MB-05: BAI1 IS A TUMOR SUPPRESSOR IN MEDULLOBLASTOMA

Brain-specific Angiogenesis Inhibitor 1 (BAI1) is a seven transmembrane G protein-coupled receptor (GPCR) with potent anti-angiogenic and anti-tumorigenic properties in gliomas (1). We now found that BAI1 expression is downregulated in human medulloblastoma (MB) by epigenetic mechanisms, involving CpG island promoter methylation, methylated DNA binding protein MBD2, and histone-lysine N-methyl transferase EZH2. Restoration of BAI1 expression reduced MB cell proliferation and tumor growth in mice xenografts.

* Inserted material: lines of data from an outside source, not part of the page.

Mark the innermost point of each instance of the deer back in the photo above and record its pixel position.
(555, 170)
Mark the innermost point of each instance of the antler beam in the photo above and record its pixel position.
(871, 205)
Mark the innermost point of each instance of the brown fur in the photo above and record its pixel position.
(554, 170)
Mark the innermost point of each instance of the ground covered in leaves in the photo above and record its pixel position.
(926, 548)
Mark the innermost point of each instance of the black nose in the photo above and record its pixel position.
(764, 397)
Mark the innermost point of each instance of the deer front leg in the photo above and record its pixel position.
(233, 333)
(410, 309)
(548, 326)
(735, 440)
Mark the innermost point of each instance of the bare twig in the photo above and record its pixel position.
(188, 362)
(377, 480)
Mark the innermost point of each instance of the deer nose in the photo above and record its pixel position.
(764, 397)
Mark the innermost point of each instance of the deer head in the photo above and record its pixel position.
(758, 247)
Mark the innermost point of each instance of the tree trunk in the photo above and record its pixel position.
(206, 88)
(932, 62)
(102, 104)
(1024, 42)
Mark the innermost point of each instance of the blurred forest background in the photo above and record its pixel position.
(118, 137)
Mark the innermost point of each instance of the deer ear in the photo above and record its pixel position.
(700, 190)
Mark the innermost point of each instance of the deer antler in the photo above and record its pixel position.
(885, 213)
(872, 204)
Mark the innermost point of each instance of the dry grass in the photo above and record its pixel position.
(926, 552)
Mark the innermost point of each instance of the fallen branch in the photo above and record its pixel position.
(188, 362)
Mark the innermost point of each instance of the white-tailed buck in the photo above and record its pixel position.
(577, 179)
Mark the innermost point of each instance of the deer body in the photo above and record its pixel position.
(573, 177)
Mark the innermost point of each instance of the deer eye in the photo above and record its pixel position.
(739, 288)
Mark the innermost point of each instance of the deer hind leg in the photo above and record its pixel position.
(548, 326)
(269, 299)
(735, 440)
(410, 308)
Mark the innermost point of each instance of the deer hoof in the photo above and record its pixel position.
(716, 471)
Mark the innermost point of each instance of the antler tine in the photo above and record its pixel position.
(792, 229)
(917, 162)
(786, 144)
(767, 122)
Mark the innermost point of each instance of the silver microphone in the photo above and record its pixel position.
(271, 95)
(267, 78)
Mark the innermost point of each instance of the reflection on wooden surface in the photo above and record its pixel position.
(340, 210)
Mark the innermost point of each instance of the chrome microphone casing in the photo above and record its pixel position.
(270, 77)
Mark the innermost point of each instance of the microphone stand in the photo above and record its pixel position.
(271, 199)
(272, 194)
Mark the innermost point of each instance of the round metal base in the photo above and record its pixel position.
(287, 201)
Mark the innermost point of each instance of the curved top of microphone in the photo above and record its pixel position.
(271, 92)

Targeting MBD2 and EZH2 with small molecules reactivated BAI1 expression, and suppressed tumor growth, supporting the use of epigenetic therapeutics against MB. To more directly examine whether loss of BAI1 expression may favor tumor development during cerebellar development, we generated a Bai1 knockout (KO) mouse. We detected a thicker external granular layer (EGL) during early postnatal cerebellum development, which was accompanied by increased proliferation in cGNPs and aberrant activation of Sonic hedgehog signaling. Bai1 loss alone was not sufficient to initiate tumor formation, but dramatically accelerated MB tumorigenesis when crossed to mice heterozygous for patched 1 (ptc1^+/-). We will present our latest findings on the signaling pathways underlying BAI1's tumor suppressor activity in the cerebellum. Altogether, our novel findings evidence a physiological function for BAI1 in the brain, as a potent suppressor of cerebellar transformation. References: 1. Zhu D, Hunter SB, Vertino PM, Van Meir EG. Overexpression of MBD2 in glioblastoma maintains epigenetic silencing and inhibits the antiangiogenic function of the tumor suppressor gene BAI1. Cancer Research. 2011;71:5859-5870.